I need to aggregate it so I get the following output:
[{
"_id": {
"company": "Lenovo",
"model": "T400"
},
"tags": {
tag: "SomeTag"
pros: 124 // number of times, "SomeTag" tag was found in "pros" array in `Lenovo T400`
cons: 345 // number of times, "SomeTag" tag was found in "cons" array in `Lenovo T400`
}
}...]
I tried to do the following:
var aggParams = {};
aggParams.push({ $unwind: '$cons' });
aggParams.push({ $unwind: '$pros' });
aggParams.push({$group: {
_id: {
company: '$company',
model: '$model',
consTag: '$cons'
},
consTagCount: { $sum: 1 }
}});
aggParams.push({$group: {
_id: {
company: '$_id.company',
model: '$_id.model',
prosTag: '$pros'
},
prosTagCount: { $sum: 1 }
}});
aggParams.push({$group: {
_id: {
company:'$_id.company',
model: '$_id.model'
},
tags: { $push: { tag: { $or: ['$_id.consTag', '$_id.prosTag'] }, cons: '$consTagCount', pros: '$prosTagCount'} }
}});
But I got the following result:
{
"_id": {
"company": "Lenovo",
"model": "T400"
},
"tags": [
{
"tag": false,
"pros": 7
}
]
}
What is the right way to do this with aggregation
?
Yes this is a bit harder considering that there are multiple arrays, and if you try both at the same time you end up with a "cartesian condition" where one arrray multiplies the contents of the other.
Therefore, just combine the array content at the beginning, which probably indicates how you should be storing the data in the first place:
Model.aggregate(
[
{ "$project": {
"company": 1,
"model": 1,
"data": {
"$setUnion": [
{ "$map": {
"input": "$pros",
"as": "pro",
"in": {
"type": { "$literal": "pro" },
"value": "$$pro"
}
}},
{ "$map": {
"input": "$cons",
"as": "con",
"in": {
"type": { "$literal": "con" },
"value": "$$con"
}
}}
]
}
}},
{ "$unwind": "$data" }
{ "$group": {
"_id": {
"company": "$company",
"model": "$model",
"tag": "$data.value"
},
"pros": {
"$sum": {
"$cond": [
{ "$eq": [ "$data.type", "pro" ] },
1,
0
]
}
},
"cons": {
"$sum": {
"$cond": [
{ "$eq": [ "$data.type", "con" ] },
1,
0
]
}
}
}
],
function(err,result) {
}
)
So via the first $project
stage the $map
operators are adding the "type" value to each item of each array.
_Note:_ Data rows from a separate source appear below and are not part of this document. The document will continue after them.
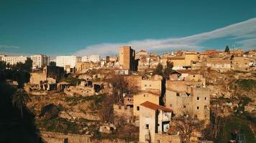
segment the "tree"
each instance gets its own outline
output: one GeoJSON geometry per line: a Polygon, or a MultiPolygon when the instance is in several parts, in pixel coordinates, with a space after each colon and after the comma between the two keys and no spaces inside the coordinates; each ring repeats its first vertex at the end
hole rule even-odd
{"type": "Polygon", "coordinates": [[[124,75],[113,74],[110,83],[113,86],[113,94],[115,103],[119,103],[123,100],[123,94],[135,94],[138,91],[137,82],[132,77],[124,77],[124,75]]]}
{"type": "Polygon", "coordinates": [[[49,63],[49,66],[56,66],[56,62],[54,62],[54,61],[50,61],[49,63]]]}
{"type": "Polygon", "coordinates": [[[204,121],[199,120],[191,107],[181,109],[181,114],[174,119],[173,123],[180,134],[183,143],[190,143],[193,134],[203,129],[204,121]]]}
{"type": "Polygon", "coordinates": [[[99,111],[99,115],[102,122],[112,122],[114,120],[113,104],[114,102],[114,96],[110,95],[104,98],[102,102],[101,108],[99,111]]]}
{"type": "Polygon", "coordinates": [[[12,105],[18,108],[23,118],[23,108],[31,101],[28,94],[23,89],[18,89],[12,97],[12,105]]]}
{"type": "Polygon", "coordinates": [[[169,75],[173,72],[173,63],[170,61],[166,61],[166,68],[164,70],[164,75],[166,79],[169,79],[169,75]]]}
{"type": "Polygon", "coordinates": [[[6,69],[6,64],[5,61],[0,61],[0,72],[4,71],[6,69]]]}
{"type": "Polygon", "coordinates": [[[229,52],[229,46],[226,46],[225,52],[229,52]]]}
{"type": "Polygon", "coordinates": [[[153,74],[158,74],[158,75],[161,75],[163,76],[163,65],[159,63],[157,66],[157,67],[155,69],[154,72],[153,72],[153,74]]]}

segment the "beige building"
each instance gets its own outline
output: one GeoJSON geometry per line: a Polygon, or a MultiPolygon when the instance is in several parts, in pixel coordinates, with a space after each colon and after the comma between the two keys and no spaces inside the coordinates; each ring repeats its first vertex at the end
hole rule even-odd
{"type": "Polygon", "coordinates": [[[135,50],[129,46],[120,46],[119,64],[122,69],[136,71],[135,50]]]}
{"type": "Polygon", "coordinates": [[[191,114],[198,119],[209,119],[210,92],[206,87],[188,84],[186,81],[166,81],[165,104],[175,115],[191,114]]]}
{"type": "Polygon", "coordinates": [[[76,63],[76,72],[83,73],[86,72],[90,69],[98,69],[99,67],[99,63],[96,62],[81,62],[76,63]]]}
{"type": "Polygon", "coordinates": [[[255,59],[244,57],[234,57],[231,61],[232,69],[235,71],[250,71],[250,63],[255,63],[255,59]]]}
{"type": "Polygon", "coordinates": [[[191,66],[191,61],[199,60],[199,55],[196,52],[185,52],[181,56],[175,57],[164,57],[162,64],[165,66],[168,61],[173,63],[173,69],[183,69],[191,66]]]}
{"type": "Polygon", "coordinates": [[[150,102],[140,108],[140,142],[160,142],[155,137],[168,131],[173,110],[150,102]]]}
{"type": "MultiPolygon", "coordinates": [[[[139,117],[140,105],[145,102],[159,104],[159,99],[160,97],[160,92],[154,92],[150,91],[142,91],[133,96],[133,114],[139,117]]],[[[142,110],[143,112],[143,110],[142,110]]]]}
{"type": "Polygon", "coordinates": [[[25,63],[27,60],[27,56],[1,56],[1,60],[9,64],[17,64],[19,62],[25,63]]]}
{"type": "Polygon", "coordinates": [[[31,59],[32,60],[32,68],[42,68],[45,66],[47,66],[49,62],[49,58],[46,55],[37,54],[30,56],[31,59]]]}

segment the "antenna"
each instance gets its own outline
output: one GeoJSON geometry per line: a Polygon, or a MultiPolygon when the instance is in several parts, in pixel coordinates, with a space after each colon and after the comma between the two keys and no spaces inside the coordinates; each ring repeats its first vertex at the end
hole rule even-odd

Not that it really matters here as all items should process "unique" anyway, the $setUnion
operator "contatenates" each array into a singular array.
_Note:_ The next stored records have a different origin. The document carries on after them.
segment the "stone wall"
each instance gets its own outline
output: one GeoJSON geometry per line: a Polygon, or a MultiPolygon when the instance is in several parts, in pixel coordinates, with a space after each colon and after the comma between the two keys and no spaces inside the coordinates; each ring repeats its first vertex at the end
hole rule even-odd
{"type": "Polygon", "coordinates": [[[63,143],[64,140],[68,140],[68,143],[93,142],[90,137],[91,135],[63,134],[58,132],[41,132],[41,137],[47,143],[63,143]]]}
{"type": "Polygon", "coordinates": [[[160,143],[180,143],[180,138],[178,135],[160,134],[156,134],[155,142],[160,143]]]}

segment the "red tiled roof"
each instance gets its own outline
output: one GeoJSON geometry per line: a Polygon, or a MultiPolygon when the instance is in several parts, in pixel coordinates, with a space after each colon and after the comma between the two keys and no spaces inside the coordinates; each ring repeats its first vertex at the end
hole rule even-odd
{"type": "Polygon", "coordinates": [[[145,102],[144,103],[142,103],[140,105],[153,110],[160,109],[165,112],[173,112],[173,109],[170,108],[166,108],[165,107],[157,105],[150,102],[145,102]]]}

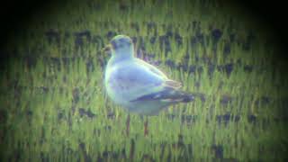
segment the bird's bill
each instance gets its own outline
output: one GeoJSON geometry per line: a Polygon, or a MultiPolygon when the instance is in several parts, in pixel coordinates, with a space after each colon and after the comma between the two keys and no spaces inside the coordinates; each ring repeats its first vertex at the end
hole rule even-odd
{"type": "Polygon", "coordinates": [[[102,49],[102,51],[107,53],[107,52],[110,52],[112,50],[112,45],[111,44],[108,44],[106,45],[104,48],[102,49]]]}

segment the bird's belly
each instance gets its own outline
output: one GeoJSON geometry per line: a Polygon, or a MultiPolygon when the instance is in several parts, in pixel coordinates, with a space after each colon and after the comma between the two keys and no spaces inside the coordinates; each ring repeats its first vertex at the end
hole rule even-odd
{"type": "Polygon", "coordinates": [[[105,86],[106,86],[108,96],[115,104],[124,106],[127,104],[127,103],[129,103],[130,101],[129,93],[125,89],[113,84],[105,84],[105,86]]]}

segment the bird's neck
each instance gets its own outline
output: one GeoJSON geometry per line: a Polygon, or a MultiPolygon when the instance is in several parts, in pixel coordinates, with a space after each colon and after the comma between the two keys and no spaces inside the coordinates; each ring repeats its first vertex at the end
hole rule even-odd
{"type": "Polygon", "coordinates": [[[123,61],[126,59],[131,59],[134,58],[133,48],[130,48],[129,50],[118,50],[112,52],[112,58],[115,61],[123,61]]]}

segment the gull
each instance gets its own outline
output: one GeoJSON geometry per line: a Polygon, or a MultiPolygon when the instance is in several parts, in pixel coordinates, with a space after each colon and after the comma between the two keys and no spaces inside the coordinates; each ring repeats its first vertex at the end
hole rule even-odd
{"type": "Polygon", "coordinates": [[[129,112],[157,115],[169,105],[194,101],[193,94],[180,90],[180,82],[136,58],[129,36],[113,37],[104,50],[112,53],[104,74],[107,94],[129,112]]]}

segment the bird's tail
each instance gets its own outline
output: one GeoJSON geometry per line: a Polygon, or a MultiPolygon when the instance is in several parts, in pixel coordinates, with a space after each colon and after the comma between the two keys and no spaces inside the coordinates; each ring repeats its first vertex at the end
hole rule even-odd
{"type": "Polygon", "coordinates": [[[194,100],[194,94],[181,91],[181,90],[169,90],[166,96],[161,98],[163,102],[172,102],[172,103],[189,103],[194,100]]]}
{"type": "Polygon", "coordinates": [[[194,100],[194,95],[184,91],[174,88],[166,88],[158,93],[142,95],[135,100],[132,100],[131,102],[152,100],[158,100],[167,103],[188,103],[194,100]]]}

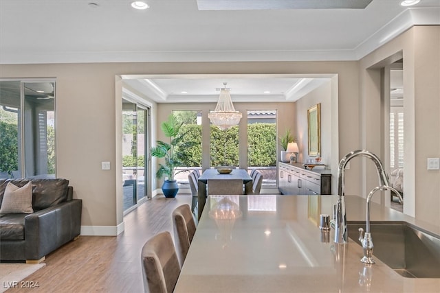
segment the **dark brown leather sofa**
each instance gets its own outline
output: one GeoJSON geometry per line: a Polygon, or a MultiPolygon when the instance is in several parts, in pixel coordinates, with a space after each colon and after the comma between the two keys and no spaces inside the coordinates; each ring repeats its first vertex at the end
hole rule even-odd
{"type": "Polygon", "coordinates": [[[40,262],[80,235],[82,202],[66,179],[0,180],[0,207],[8,183],[30,180],[34,213],[0,214],[0,261],[40,262]]]}

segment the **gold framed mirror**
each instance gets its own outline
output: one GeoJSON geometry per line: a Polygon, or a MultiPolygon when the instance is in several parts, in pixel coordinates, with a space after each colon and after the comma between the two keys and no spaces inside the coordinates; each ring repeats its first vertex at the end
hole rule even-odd
{"type": "Polygon", "coordinates": [[[321,104],[307,110],[309,156],[318,156],[321,152],[321,104]]]}

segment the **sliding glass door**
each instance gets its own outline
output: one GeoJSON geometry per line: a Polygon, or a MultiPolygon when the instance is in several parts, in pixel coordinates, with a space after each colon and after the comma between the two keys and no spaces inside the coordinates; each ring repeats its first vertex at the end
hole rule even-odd
{"type": "Polygon", "coordinates": [[[124,210],[151,197],[149,172],[149,108],[122,99],[122,180],[124,210]]]}
{"type": "Polygon", "coordinates": [[[55,82],[0,82],[0,177],[55,178],[55,82]]]}

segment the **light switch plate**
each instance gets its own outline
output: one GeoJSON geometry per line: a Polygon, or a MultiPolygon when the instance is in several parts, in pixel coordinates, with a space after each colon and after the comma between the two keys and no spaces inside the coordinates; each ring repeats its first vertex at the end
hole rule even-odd
{"type": "Polygon", "coordinates": [[[428,170],[440,169],[440,158],[428,158],[427,169],[428,170]]]}
{"type": "Polygon", "coordinates": [[[101,169],[102,169],[102,170],[109,170],[110,169],[110,162],[101,162],[101,169]]]}

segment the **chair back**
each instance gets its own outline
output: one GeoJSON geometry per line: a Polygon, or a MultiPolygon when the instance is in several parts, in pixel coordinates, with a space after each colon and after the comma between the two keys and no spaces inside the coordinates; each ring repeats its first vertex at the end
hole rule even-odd
{"type": "Polygon", "coordinates": [[[141,253],[146,292],[171,293],[180,274],[180,265],[169,232],[148,240],[141,253]]]}
{"type": "Polygon", "coordinates": [[[183,264],[196,229],[190,206],[182,204],[175,208],[173,211],[173,222],[174,239],[178,242],[177,246],[180,248],[180,260],[181,263],[183,264]]]}
{"type": "Polygon", "coordinates": [[[208,179],[208,194],[243,194],[243,179],[208,179]]]}
{"type": "Polygon", "coordinates": [[[263,184],[263,174],[258,171],[255,173],[255,178],[252,183],[252,194],[260,194],[263,184]]]}
{"type": "Polygon", "coordinates": [[[250,174],[249,176],[250,176],[250,178],[252,178],[252,180],[254,180],[255,179],[255,175],[256,174],[256,172],[258,171],[256,170],[256,169],[253,169],[251,172],[250,172],[250,174]]]}
{"type": "Polygon", "coordinates": [[[191,189],[191,196],[192,196],[192,200],[191,200],[191,211],[192,211],[194,214],[196,213],[197,202],[199,202],[199,177],[200,177],[200,174],[197,170],[192,171],[188,176],[188,181],[190,183],[190,189],[191,189]]]}
{"type": "Polygon", "coordinates": [[[199,183],[197,183],[199,178],[196,173],[199,172],[195,170],[188,175],[188,181],[190,183],[190,189],[191,189],[191,195],[192,196],[197,196],[199,190],[199,183]]]}
{"type": "Polygon", "coordinates": [[[194,173],[195,178],[199,179],[199,177],[200,177],[200,172],[199,172],[199,170],[193,170],[192,173],[194,173]]]}

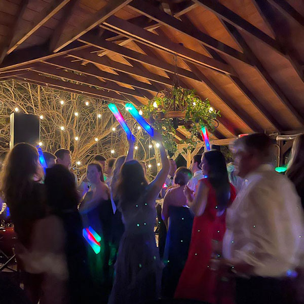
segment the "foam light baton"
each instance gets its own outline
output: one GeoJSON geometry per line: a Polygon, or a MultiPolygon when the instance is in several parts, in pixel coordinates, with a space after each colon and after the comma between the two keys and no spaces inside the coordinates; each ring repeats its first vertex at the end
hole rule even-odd
{"type": "Polygon", "coordinates": [[[146,131],[150,136],[153,137],[154,136],[154,130],[153,128],[139,115],[136,108],[132,103],[127,103],[125,107],[126,108],[126,110],[129,111],[129,112],[133,117],[134,119],[146,131]]]}
{"type": "Polygon", "coordinates": [[[123,117],[123,116],[122,115],[122,113],[120,112],[120,110],[117,108],[117,107],[113,103],[110,103],[109,104],[108,104],[108,107],[109,109],[110,109],[111,112],[113,113],[113,115],[114,115],[117,121],[120,123],[120,125],[126,132],[128,138],[130,138],[131,136],[132,136],[132,132],[129,128],[129,127],[128,127],[128,125],[127,124],[127,123],[126,123],[126,121],[124,119],[124,118],[123,117]]]}
{"type": "Polygon", "coordinates": [[[47,165],[47,162],[46,161],[46,159],[44,157],[44,155],[43,155],[43,152],[42,151],[42,149],[40,147],[40,146],[36,146],[37,150],[38,150],[38,154],[39,155],[39,162],[40,164],[42,166],[42,167],[45,169],[48,168],[48,165],[47,165]]]}
{"type": "Polygon", "coordinates": [[[210,144],[209,141],[209,135],[208,135],[208,131],[207,131],[206,127],[202,127],[201,129],[201,131],[202,131],[202,135],[203,136],[203,138],[204,138],[204,141],[205,142],[205,146],[206,147],[206,149],[207,151],[210,151],[211,150],[210,144]]]}
{"type": "Polygon", "coordinates": [[[100,252],[100,244],[97,241],[99,241],[101,240],[101,238],[99,235],[90,226],[89,228],[84,228],[83,229],[83,236],[86,239],[86,241],[89,243],[89,245],[92,247],[94,252],[96,254],[98,254],[100,252]]]}

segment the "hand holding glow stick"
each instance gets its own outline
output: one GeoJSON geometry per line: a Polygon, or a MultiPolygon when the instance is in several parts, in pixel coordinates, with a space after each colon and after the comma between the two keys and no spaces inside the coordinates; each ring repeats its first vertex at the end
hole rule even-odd
{"type": "Polygon", "coordinates": [[[126,110],[129,111],[140,126],[153,137],[154,135],[154,130],[152,127],[146,122],[143,118],[139,115],[138,111],[137,111],[135,107],[132,103],[127,103],[125,107],[126,110]]]}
As mentioned earlier, you probably should be storing in this way in the first place.
Then process $unwind
followed by $group
, wherein each "pros" and "cons" is then evaluated via $cond
to for it's matching "type", either returning 1
or 0
where the match is respectively true/false
to the $sum
aggregation accumulator.
This gives you a "logical match" to count each respective "type" within the aggregation operation as per the grouping keys specified.